Encouragingly, she appears notably optimistic that the core areas of focus that the business is making on sustainability, alongside other major manufacturers, and civil organisations, is making a difference to communities in its supply chains.

“Over the past few years, the sector has been very successful at implementing child labour remediation schemes, aiming at using data to target interventions, surveying farmers that observes them rather than taking a punitive approach in order to understand why child labour is happening,” she said represented a notable shift in how the issue is being addressed in the wider community context.

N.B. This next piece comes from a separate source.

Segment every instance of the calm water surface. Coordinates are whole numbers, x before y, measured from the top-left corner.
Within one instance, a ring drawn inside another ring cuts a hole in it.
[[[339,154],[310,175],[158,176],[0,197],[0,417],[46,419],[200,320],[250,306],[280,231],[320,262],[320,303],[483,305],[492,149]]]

As she reveals, the information which is gathered in such exercises is then taken to deliver specific targeted interventions, which she describes as ‘powerful tools’ used by the industry.

Significantly, she cites the company’s own roadmap scheme that aims to have its entire cocoa supply chain covered by such remediation frameworks by 2025 in order to drive further impact on the issue.

“I have a lot of confidence in the progress that we will be making, just given how rapidly we have introduced these new models, and how much willingness there within the sector to share learning and data to help us understand how we can scale these systems and to make sure they are efficient,” she adds of the company’s approach.

Living income

As previously reported, another major matter to have hit the spotlight for sustainability within the cocoa sector has been the emergence of the Living Income Differential (LID).

Under the newly-established scheme forged by Ghana and Ivory Coast governments, confectionery manufacturers pay a premium of $400 a tonne of cocoa supplies, which it is hoped will address the considerable income gap – which was recently put at $10 billion in a study from Mondelez International.

Clancy concluded that price is just one element of the problem, though affirms the company’s commitment to the LID payments, alongside a strategy of encouraging agricultural diversity and working closely with governments in Ivory Coast and Ghana.

Through such a combination of actions, she adds that there’s genuine optimism for continuing the strong progress made so far in the ongoing quest for supply sustainability.